Thanks Heiwa for the points you raise. I think we have different definitions of stable. For me, stable means a stable state where it will stay in that condition for a substantial length of time barring further disaster. Days or weeks or longer. A ship progressively flooding as WT compartments overtop and fill is not stable, it is certainly sinking and losing its remaining stability. In the case of the photos you cite, snapshots in time, at those moments it has stability remaining, and hasn't capsized yet, but its future is guaranteed to be on its side like you cite for HFE. Sinking slowly is not a stable condiiton, it is doom, just much more slowly than HFE. As you state, if it were in deep water, it would have gone 180º.
Why? HFE had a massive amount of open free surface in the car-deck and very rapid flooding from the bow. HFE probably had 50% of its internal volume/GRT in one big open space close to the waterline, perfect for free surface to rock and roll and flood. Combined with pitching in heavy seas, the free surface put the bow right under, scooping in more water, amplifying the effects and spreading it quickly the full length of the ship.
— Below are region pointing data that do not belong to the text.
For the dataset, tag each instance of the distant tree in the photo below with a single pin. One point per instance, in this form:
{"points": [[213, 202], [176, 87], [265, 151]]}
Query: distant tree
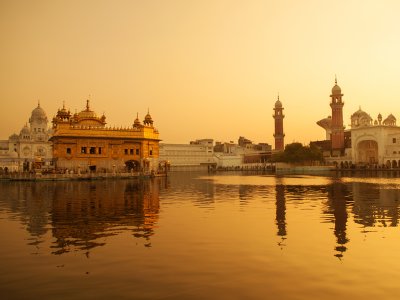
{"points": [[297, 153]]}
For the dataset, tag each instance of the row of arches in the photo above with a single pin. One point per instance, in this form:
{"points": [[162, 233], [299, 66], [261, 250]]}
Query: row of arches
{"points": [[393, 164], [390, 164]]}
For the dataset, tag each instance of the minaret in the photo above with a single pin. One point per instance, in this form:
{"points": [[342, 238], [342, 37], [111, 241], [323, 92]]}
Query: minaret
{"points": [[337, 129], [279, 135]]}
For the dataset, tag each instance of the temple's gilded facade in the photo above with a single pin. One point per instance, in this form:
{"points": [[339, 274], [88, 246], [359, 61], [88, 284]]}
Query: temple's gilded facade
{"points": [[82, 142]]}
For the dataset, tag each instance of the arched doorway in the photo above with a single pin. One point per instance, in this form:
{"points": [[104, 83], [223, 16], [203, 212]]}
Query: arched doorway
{"points": [[367, 152], [132, 165], [394, 164]]}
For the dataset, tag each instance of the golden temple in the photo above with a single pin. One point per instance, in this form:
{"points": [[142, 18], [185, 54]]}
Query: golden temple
{"points": [[83, 143]]}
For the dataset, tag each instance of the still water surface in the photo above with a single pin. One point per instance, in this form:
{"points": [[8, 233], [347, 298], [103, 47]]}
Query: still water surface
{"points": [[195, 236]]}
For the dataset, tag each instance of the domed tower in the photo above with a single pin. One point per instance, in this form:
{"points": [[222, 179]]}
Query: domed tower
{"points": [[148, 121], [136, 123], [279, 135], [337, 129], [38, 123]]}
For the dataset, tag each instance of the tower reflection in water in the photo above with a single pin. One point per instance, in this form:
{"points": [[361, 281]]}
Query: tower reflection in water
{"points": [[280, 212], [82, 214], [338, 198]]}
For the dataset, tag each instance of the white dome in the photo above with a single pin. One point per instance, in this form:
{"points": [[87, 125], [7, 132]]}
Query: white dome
{"points": [[38, 115], [25, 131]]}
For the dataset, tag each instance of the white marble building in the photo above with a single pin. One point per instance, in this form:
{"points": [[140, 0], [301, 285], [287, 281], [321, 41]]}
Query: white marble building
{"points": [[375, 142], [30, 148], [198, 154]]}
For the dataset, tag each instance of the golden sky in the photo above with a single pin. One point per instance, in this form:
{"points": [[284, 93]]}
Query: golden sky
{"points": [[205, 69]]}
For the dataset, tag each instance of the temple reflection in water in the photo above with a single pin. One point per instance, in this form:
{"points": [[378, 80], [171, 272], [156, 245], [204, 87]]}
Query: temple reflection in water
{"points": [[80, 214]]}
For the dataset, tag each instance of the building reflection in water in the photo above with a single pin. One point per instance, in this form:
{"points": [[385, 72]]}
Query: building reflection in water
{"points": [[81, 214], [338, 199], [376, 205]]}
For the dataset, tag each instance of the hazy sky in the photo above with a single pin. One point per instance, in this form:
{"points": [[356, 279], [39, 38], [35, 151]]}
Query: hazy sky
{"points": [[205, 69]]}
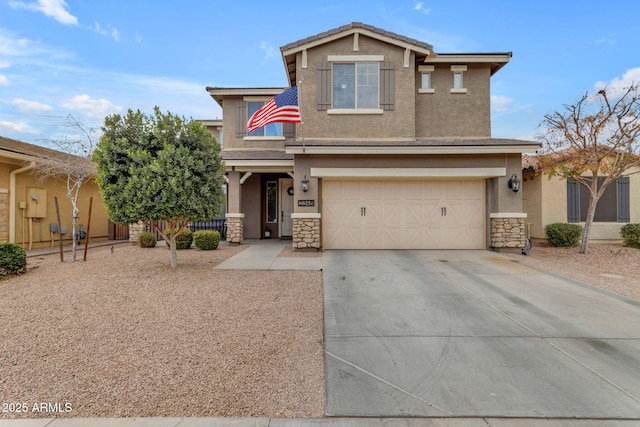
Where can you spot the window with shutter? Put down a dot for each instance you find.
(573, 201)
(613, 205)
(367, 87)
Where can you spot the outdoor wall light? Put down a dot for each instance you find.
(514, 183)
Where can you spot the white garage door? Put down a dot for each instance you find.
(383, 214)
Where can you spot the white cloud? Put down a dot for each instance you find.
(268, 49)
(56, 9)
(500, 103)
(92, 108)
(30, 106)
(16, 127)
(421, 8)
(12, 47)
(617, 86)
(107, 32)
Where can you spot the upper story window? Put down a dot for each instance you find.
(458, 79)
(356, 85)
(270, 130)
(426, 79)
(613, 205)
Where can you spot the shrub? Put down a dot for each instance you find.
(206, 239)
(13, 260)
(147, 240)
(183, 240)
(631, 235)
(563, 235)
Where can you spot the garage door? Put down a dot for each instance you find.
(382, 214)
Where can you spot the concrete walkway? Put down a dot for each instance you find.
(263, 255)
(313, 422)
(474, 334)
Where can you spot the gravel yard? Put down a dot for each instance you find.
(122, 335)
(612, 267)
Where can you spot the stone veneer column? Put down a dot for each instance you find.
(235, 227)
(306, 231)
(135, 230)
(508, 230)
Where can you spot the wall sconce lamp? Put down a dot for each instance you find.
(514, 183)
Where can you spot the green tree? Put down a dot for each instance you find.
(159, 168)
(596, 137)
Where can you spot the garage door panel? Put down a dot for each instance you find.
(416, 214)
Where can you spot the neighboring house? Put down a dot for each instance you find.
(395, 149)
(27, 206)
(550, 200)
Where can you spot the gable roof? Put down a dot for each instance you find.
(19, 150)
(424, 51)
(290, 50)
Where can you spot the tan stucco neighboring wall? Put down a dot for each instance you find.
(396, 123)
(443, 114)
(546, 203)
(55, 188)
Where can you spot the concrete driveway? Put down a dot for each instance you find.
(474, 334)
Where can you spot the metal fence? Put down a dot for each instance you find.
(219, 225)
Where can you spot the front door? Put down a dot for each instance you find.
(286, 207)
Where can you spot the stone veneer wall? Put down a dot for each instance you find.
(4, 215)
(306, 232)
(508, 230)
(235, 228)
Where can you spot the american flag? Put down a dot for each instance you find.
(283, 108)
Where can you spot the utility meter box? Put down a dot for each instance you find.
(36, 202)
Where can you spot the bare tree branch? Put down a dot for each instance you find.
(599, 135)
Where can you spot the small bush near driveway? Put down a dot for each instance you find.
(147, 240)
(13, 260)
(562, 234)
(206, 240)
(631, 235)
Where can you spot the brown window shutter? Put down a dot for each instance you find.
(289, 130)
(241, 119)
(324, 86)
(387, 85)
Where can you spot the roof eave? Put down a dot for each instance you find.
(412, 150)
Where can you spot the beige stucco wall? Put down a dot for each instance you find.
(546, 203)
(54, 188)
(499, 197)
(251, 207)
(444, 114)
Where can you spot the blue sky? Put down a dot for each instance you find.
(93, 58)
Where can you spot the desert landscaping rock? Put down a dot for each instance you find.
(611, 267)
(124, 336)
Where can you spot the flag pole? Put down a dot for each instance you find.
(300, 108)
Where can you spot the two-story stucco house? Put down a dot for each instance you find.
(394, 149)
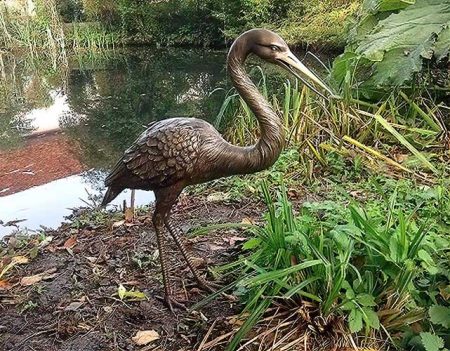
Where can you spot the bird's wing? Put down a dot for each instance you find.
(163, 155)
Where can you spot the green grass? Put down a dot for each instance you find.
(401, 136)
(369, 268)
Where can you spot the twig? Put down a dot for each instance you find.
(205, 339)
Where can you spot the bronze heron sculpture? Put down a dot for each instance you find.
(177, 152)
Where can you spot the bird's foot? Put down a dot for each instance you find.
(208, 286)
(172, 303)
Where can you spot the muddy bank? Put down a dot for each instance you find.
(66, 297)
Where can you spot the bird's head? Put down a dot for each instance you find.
(270, 47)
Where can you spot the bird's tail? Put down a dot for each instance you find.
(110, 195)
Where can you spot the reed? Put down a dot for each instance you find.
(378, 132)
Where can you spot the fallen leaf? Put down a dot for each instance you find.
(218, 197)
(236, 239)
(198, 262)
(145, 337)
(33, 279)
(129, 215)
(247, 221)
(46, 241)
(71, 242)
(131, 294)
(118, 224)
(214, 247)
(73, 306)
(5, 285)
(14, 261)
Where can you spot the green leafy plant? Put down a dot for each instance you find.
(392, 41)
(358, 267)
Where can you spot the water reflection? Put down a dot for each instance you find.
(47, 205)
(90, 110)
(55, 125)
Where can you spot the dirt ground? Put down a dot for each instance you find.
(66, 298)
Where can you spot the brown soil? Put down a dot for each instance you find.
(76, 306)
(44, 158)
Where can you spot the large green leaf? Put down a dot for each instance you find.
(392, 41)
(414, 28)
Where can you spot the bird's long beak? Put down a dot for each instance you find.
(298, 69)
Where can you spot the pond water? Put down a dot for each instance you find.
(62, 127)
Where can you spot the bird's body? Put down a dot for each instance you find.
(186, 150)
(177, 152)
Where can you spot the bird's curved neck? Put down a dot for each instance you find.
(266, 151)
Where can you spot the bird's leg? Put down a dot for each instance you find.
(158, 223)
(176, 233)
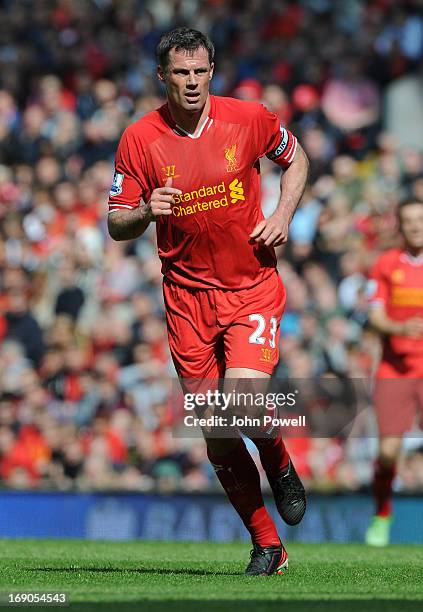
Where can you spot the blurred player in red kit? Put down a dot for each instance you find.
(192, 166)
(396, 312)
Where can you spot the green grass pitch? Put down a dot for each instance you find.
(203, 577)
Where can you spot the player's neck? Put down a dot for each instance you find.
(414, 252)
(189, 122)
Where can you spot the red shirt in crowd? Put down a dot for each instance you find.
(396, 283)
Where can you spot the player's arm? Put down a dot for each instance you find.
(130, 212)
(282, 147)
(379, 320)
(128, 224)
(274, 230)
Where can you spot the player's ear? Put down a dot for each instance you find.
(160, 74)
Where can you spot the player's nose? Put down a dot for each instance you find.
(192, 80)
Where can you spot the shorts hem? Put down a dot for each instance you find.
(251, 366)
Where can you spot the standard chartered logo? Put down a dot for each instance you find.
(237, 191)
(208, 197)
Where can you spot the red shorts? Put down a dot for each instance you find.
(398, 396)
(211, 330)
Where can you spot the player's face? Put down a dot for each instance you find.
(187, 78)
(411, 219)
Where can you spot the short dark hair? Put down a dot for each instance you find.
(182, 38)
(407, 202)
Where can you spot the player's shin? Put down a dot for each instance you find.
(382, 487)
(240, 479)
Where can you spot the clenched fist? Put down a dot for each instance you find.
(162, 199)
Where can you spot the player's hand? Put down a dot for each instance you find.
(413, 327)
(162, 199)
(271, 232)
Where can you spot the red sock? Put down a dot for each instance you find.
(382, 488)
(239, 476)
(273, 454)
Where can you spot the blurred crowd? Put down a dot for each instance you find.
(85, 398)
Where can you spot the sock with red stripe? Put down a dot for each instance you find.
(240, 478)
(382, 487)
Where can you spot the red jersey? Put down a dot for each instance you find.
(205, 242)
(396, 282)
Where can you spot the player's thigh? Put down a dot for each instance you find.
(195, 346)
(247, 388)
(394, 402)
(252, 339)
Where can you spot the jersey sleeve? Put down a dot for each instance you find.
(274, 140)
(377, 289)
(129, 182)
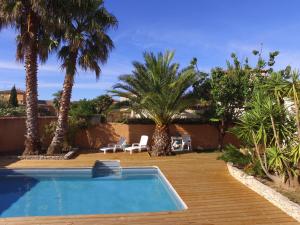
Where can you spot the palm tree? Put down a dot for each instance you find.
(86, 44)
(157, 90)
(30, 20)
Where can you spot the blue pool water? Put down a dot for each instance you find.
(57, 192)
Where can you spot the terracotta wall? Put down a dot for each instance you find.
(12, 132)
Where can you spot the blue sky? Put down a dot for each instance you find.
(207, 29)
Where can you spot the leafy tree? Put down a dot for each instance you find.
(102, 104)
(82, 109)
(230, 89)
(156, 89)
(271, 138)
(85, 44)
(34, 22)
(13, 100)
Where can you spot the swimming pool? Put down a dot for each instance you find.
(104, 189)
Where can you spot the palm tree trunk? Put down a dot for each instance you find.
(32, 138)
(161, 141)
(62, 121)
(222, 132)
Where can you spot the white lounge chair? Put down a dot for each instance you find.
(186, 142)
(138, 146)
(113, 147)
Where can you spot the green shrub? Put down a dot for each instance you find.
(254, 169)
(232, 154)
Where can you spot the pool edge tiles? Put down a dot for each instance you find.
(123, 174)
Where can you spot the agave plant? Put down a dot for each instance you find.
(268, 129)
(158, 90)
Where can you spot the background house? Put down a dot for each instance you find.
(21, 96)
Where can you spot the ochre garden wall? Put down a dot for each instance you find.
(12, 132)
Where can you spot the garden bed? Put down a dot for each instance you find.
(269, 193)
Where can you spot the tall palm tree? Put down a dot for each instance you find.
(29, 18)
(86, 44)
(157, 90)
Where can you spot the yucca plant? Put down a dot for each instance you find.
(158, 90)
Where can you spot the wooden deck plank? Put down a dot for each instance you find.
(212, 195)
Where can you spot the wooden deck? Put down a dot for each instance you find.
(212, 195)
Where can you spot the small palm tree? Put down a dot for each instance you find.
(159, 91)
(33, 21)
(86, 44)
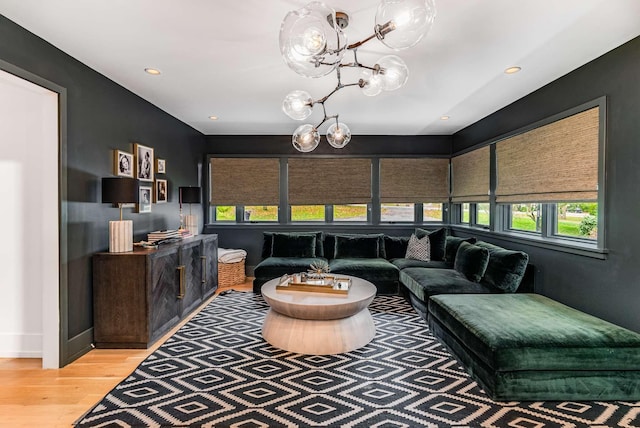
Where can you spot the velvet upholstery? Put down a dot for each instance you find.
(294, 245)
(395, 247)
(375, 270)
(451, 245)
(437, 240)
(471, 261)
(405, 263)
(267, 242)
(529, 347)
(424, 283)
(357, 246)
(275, 267)
(506, 268)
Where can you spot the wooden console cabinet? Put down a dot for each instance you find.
(140, 295)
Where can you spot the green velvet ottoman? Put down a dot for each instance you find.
(527, 347)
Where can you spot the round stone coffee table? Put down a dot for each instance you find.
(313, 323)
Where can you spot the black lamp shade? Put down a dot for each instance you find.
(189, 195)
(120, 190)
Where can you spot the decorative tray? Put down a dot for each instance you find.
(328, 284)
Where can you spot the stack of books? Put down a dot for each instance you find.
(161, 235)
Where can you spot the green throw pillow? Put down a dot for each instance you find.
(436, 241)
(471, 261)
(506, 268)
(451, 247)
(294, 245)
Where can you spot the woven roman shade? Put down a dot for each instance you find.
(245, 181)
(329, 181)
(414, 180)
(555, 162)
(470, 176)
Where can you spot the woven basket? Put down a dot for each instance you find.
(230, 274)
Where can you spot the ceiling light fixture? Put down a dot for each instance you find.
(313, 44)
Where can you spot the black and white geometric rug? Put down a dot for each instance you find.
(217, 371)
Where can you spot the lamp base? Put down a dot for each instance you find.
(120, 236)
(191, 223)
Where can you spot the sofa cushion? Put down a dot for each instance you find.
(505, 269)
(436, 241)
(275, 267)
(403, 263)
(418, 249)
(395, 247)
(267, 243)
(451, 247)
(429, 282)
(357, 246)
(371, 269)
(471, 261)
(294, 245)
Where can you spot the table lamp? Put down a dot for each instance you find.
(189, 195)
(116, 190)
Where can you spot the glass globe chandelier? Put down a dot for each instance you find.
(313, 45)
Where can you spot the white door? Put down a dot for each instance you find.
(29, 220)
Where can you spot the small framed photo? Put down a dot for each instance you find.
(123, 164)
(161, 166)
(161, 191)
(144, 162)
(144, 205)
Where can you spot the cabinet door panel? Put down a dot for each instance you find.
(210, 254)
(164, 293)
(190, 259)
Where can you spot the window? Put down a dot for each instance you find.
(397, 212)
(576, 220)
(307, 212)
(251, 185)
(404, 183)
(431, 212)
(548, 179)
(261, 213)
(350, 212)
(483, 214)
(526, 217)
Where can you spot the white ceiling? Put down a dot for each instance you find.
(222, 57)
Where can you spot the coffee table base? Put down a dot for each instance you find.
(318, 337)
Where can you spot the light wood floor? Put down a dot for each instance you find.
(33, 397)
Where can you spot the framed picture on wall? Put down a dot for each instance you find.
(144, 205)
(161, 166)
(123, 164)
(144, 162)
(161, 191)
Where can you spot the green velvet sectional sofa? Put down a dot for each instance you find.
(381, 260)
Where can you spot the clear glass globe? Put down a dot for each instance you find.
(311, 42)
(305, 138)
(298, 105)
(372, 83)
(401, 24)
(338, 135)
(393, 72)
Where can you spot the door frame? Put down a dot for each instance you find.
(62, 357)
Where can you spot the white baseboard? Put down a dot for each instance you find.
(20, 345)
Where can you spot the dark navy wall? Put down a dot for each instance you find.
(101, 116)
(607, 288)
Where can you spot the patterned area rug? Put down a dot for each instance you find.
(217, 371)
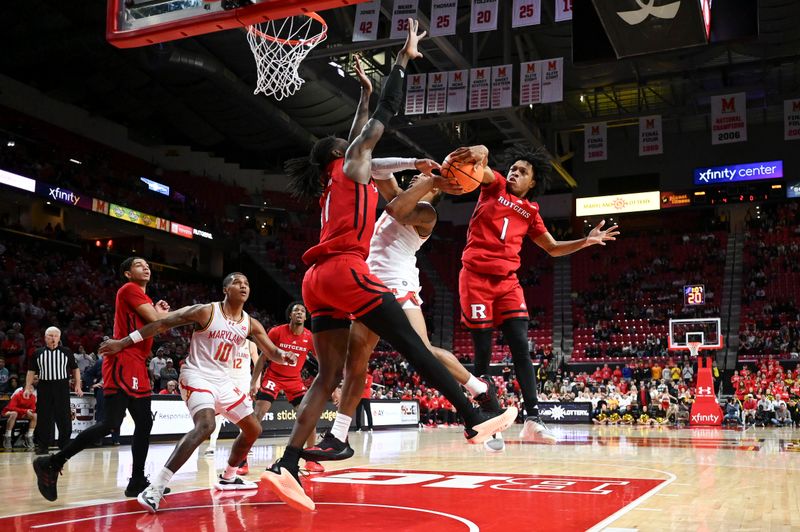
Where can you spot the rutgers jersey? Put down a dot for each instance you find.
(348, 216)
(498, 225)
(213, 349)
(393, 254)
(283, 337)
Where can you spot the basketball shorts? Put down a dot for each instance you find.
(487, 300)
(222, 396)
(271, 386)
(339, 288)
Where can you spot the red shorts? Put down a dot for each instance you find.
(271, 386)
(488, 300)
(341, 287)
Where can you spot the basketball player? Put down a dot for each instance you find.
(126, 385)
(491, 295)
(339, 284)
(220, 330)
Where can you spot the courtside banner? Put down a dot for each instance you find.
(597, 205)
(565, 412)
(728, 118)
(712, 175)
(444, 14)
(366, 22)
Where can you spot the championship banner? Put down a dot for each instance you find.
(564, 10)
(791, 119)
(595, 139)
(501, 86)
(530, 83)
(437, 92)
(526, 13)
(403, 10)
(650, 136)
(479, 88)
(415, 94)
(366, 22)
(444, 14)
(457, 91)
(483, 16)
(729, 118)
(552, 80)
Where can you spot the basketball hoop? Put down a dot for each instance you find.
(279, 46)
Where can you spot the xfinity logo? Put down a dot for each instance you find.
(638, 16)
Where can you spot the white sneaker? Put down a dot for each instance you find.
(535, 430)
(150, 498)
(236, 483)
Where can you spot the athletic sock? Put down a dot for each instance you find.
(341, 425)
(475, 386)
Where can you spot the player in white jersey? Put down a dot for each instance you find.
(240, 372)
(221, 329)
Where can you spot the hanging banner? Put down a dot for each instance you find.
(443, 17)
(650, 137)
(552, 80)
(729, 118)
(484, 16)
(564, 10)
(415, 94)
(437, 92)
(501, 86)
(403, 10)
(526, 13)
(457, 91)
(366, 24)
(595, 146)
(791, 119)
(479, 88)
(530, 83)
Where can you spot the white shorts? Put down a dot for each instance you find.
(223, 396)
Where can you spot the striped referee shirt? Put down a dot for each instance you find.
(53, 364)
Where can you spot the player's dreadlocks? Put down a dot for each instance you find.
(538, 159)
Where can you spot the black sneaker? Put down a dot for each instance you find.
(47, 477)
(136, 485)
(328, 448)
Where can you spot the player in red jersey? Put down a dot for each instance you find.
(339, 284)
(491, 295)
(126, 384)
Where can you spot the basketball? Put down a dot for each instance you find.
(468, 175)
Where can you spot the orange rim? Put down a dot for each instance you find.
(295, 42)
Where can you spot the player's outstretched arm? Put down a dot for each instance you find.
(199, 314)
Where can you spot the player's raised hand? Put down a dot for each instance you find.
(598, 235)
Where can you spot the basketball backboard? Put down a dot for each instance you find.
(132, 23)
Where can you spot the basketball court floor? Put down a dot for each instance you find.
(596, 478)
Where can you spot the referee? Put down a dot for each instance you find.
(53, 364)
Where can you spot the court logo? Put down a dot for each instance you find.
(646, 8)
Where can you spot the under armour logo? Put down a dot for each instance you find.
(646, 9)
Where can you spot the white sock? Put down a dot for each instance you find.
(475, 386)
(341, 425)
(162, 478)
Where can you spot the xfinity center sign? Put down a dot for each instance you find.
(714, 175)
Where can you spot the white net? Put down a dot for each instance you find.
(279, 46)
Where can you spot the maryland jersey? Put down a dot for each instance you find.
(498, 225)
(213, 349)
(348, 216)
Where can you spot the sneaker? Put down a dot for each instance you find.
(150, 498)
(284, 481)
(328, 448)
(536, 431)
(314, 467)
(236, 483)
(47, 477)
(136, 485)
(491, 425)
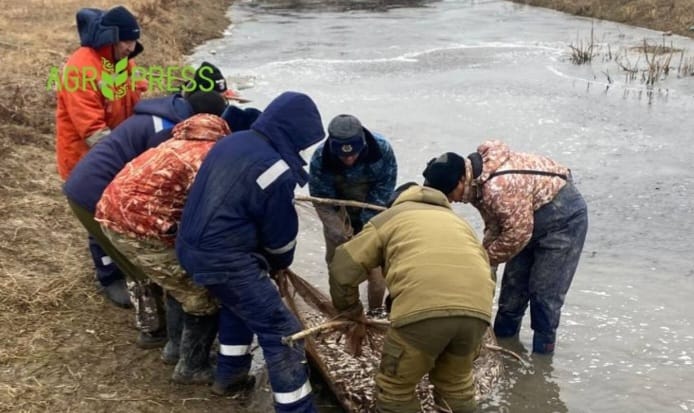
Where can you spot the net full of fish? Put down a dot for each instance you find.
(351, 378)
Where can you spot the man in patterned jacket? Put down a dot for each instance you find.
(353, 164)
(535, 221)
(139, 212)
(149, 126)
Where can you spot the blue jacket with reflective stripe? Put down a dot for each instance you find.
(239, 217)
(149, 126)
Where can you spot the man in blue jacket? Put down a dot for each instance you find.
(238, 225)
(150, 125)
(358, 165)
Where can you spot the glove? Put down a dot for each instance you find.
(280, 278)
(356, 331)
(355, 336)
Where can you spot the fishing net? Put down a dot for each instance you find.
(351, 378)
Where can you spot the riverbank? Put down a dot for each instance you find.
(675, 16)
(62, 347)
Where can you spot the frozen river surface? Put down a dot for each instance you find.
(444, 76)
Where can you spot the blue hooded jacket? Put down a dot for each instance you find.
(239, 217)
(149, 126)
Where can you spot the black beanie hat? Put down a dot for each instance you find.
(346, 135)
(119, 16)
(207, 102)
(444, 172)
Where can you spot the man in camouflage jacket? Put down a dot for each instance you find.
(535, 221)
(139, 212)
(358, 165)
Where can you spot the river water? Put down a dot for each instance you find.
(444, 76)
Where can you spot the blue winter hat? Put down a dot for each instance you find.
(120, 17)
(346, 136)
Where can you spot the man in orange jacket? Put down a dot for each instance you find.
(92, 100)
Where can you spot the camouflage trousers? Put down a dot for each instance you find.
(145, 296)
(159, 263)
(444, 348)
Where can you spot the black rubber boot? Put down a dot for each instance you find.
(155, 339)
(174, 328)
(117, 292)
(193, 365)
(242, 386)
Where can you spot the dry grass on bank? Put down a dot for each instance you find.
(675, 16)
(62, 347)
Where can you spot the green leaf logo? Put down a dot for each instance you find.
(109, 82)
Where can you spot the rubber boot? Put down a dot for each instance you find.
(149, 313)
(543, 343)
(117, 293)
(241, 385)
(174, 328)
(193, 365)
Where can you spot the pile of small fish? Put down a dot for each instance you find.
(352, 378)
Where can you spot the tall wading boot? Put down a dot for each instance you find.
(149, 313)
(174, 327)
(193, 365)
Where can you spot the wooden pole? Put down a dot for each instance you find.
(329, 325)
(338, 202)
(503, 350)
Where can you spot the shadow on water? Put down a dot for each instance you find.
(335, 5)
(529, 385)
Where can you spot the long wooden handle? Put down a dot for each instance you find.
(329, 325)
(338, 202)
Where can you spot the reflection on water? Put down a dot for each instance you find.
(440, 76)
(529, 386)
(289, 6)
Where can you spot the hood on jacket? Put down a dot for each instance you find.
(494, 154)
(201, 127)
(174, 108)
(292, 123)
(423, 194)
(93, 33)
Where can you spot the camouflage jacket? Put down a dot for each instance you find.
(145, 200)
(508, 202)
(371, 179)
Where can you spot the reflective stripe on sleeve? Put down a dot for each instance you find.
(229, 350)
(158, 123)
(281, 250)
(272, 173)
(294, 396)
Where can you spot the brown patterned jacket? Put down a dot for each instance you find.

Other then the engine rooms, CC was flooding into many thousands of small compartments, and being a ship of vast volume (buoyancy), CC probably had less than 2-3% of its internal volume/GRT in any single space, including the engine rooms. Its just that CC's thousands of spaces weren't all watertight, only the lowest ones. Flooding occurred slowly and progressively, much more like the Andrea Doria or Titanic than HFE. This is further observed by the gradual shift back from near 90º when it first capsized to its current position of about 60º-70º as the remaining small compartments below the new WL lost buoyancy, ship finished sinking and took on the angle of the bottom.